If rules like “no joins at the database level” are becoming so common (or, as Joe Gregorio commented, it’s almost as if everybody is slowly implementing their own version of BigTable), why is it still counter-intuitive? I blame it on University Education. The approach to teaching databases at most universities is a lot like teaching multiplication tables to first graders: a lot of rule learning and regurgitation.
(There’s a very predictable 10-to-15 month cycle for a new hire at Webshots, which starts with blaming MySQL for all the world’s problems, moves through secretly inserting joins into production code, followed by resentment of the Establishment Authority, finally leading to enlightenment. Not that Webshots is anywhere near as good as the big guys when it comes to scaling.)

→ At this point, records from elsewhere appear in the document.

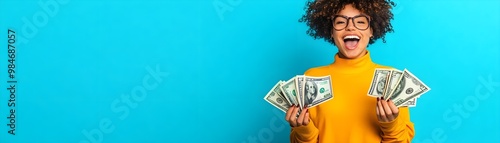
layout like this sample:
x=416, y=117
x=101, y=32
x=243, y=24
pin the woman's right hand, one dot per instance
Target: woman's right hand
x=293, y=120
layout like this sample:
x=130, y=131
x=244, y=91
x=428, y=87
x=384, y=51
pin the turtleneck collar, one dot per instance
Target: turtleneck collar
x=352, y=66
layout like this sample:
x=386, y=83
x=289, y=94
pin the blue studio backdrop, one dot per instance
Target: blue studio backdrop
x=130, y=71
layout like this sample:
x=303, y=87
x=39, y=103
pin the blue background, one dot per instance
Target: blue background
x=217, y=66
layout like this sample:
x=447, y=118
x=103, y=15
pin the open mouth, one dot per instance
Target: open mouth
x=351, y=41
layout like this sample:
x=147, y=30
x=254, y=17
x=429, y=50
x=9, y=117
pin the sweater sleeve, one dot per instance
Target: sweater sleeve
x=304, y=134
x=400, y=130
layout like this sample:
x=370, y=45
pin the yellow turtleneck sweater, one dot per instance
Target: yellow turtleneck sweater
x=350, y=117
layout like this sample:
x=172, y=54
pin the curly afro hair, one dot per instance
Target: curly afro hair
x=319, y=13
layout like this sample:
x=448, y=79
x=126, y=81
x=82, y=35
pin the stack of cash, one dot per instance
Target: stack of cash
x=302, y=91
x=401, y=87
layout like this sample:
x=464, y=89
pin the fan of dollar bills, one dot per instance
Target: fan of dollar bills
x=402, y=87
x=302, y=91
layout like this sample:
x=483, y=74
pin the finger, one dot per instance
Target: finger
x=301, y=117
x=378, y=112
x=306, y=121
x=382, y=111
x=388, y=111
x=293, y=118
x=394, y=108
x=289, y=113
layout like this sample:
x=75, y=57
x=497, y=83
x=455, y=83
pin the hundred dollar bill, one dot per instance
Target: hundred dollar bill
x=409, y=87
x=395, y=75
x=277, y=101
x=290, y=91
x=410, y=103
x=317, y=90
x=379, y=82
x=299, y=80
x=277, y=90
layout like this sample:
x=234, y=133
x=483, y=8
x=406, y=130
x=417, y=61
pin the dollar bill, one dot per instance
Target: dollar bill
x=277, y=101
x=410, y=103
x=395, y=75
x=317, y=90
x=409, y=87
x=379, y=82
x=299, y=80
x=290, y=92
x=277, y=90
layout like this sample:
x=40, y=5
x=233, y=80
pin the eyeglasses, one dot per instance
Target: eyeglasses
x=361, y=22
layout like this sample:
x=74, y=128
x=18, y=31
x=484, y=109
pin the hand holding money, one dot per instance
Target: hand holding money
x=293, y=120
x=400, y=87
x=301, y=92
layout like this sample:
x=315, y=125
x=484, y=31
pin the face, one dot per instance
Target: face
x=351, y=41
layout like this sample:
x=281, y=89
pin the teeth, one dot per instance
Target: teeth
x=351, y=37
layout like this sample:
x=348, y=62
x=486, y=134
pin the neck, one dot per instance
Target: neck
x=355, y=65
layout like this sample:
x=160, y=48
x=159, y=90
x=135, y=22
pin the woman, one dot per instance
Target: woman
x=351, y=116
x=311, y=91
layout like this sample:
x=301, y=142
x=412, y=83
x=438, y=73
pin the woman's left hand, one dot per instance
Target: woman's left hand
x=386, y=110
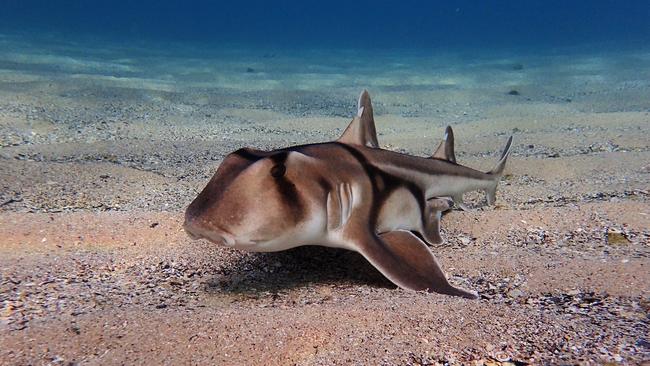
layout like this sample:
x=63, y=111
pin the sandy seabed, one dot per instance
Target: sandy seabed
x=103, y=146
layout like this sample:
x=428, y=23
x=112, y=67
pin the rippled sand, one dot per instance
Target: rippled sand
x=103, y=145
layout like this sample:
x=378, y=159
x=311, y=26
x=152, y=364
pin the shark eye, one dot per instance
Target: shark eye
x=278, y=171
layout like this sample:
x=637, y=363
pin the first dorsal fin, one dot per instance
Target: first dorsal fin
x=445, y=150
x=361, y=131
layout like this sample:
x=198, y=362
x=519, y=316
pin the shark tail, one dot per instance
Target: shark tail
x=497, y=172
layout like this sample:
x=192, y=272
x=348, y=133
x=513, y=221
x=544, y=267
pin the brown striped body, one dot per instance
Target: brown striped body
x=346, y=194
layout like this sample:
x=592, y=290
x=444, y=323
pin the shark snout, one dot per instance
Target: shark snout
x=196, y=231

If you find this interesting, be sure to check out Scoble’s interview of Eric Billingsley, head of eBay Research, which I blogged about in October. Eric focused more on scaling search, and also goes into some of the history.
What I still find most fascinating about eBay is their approach to rolling out features: there’s a new release that contains 100K+ LOC (how much is auto-generated?) every two weeks, and they complete 300 new features per quarter. From what I hear from those inside eBay, this requires careful release management and putting in hours during night shifts, but it’s still awe-inspiring.
Finally, check out the summary and commentary by Frank Sommers over at Artima, which concludes with the following insight:
[T]he main message of the eBay presentation […] [is] the fact that eBay was able to meet the challenges of its growth with subsequent refinements to its system, all the while keeping the site operational.
The reason that’s interesting is because it suggests that you can start with almost any architecture—even with Perl or Rails or JSP pages—as long as you know how to migrate to the next step, and have the capability to do so, if and when you need to scale your app. That, in turn, suggests that the key test of scalability is not so much how each architecture stage scales, but how readily a company or an organization can move an application from one architecture step to the next. That indicates that scaling is as much an individual or organizational question as a technical one.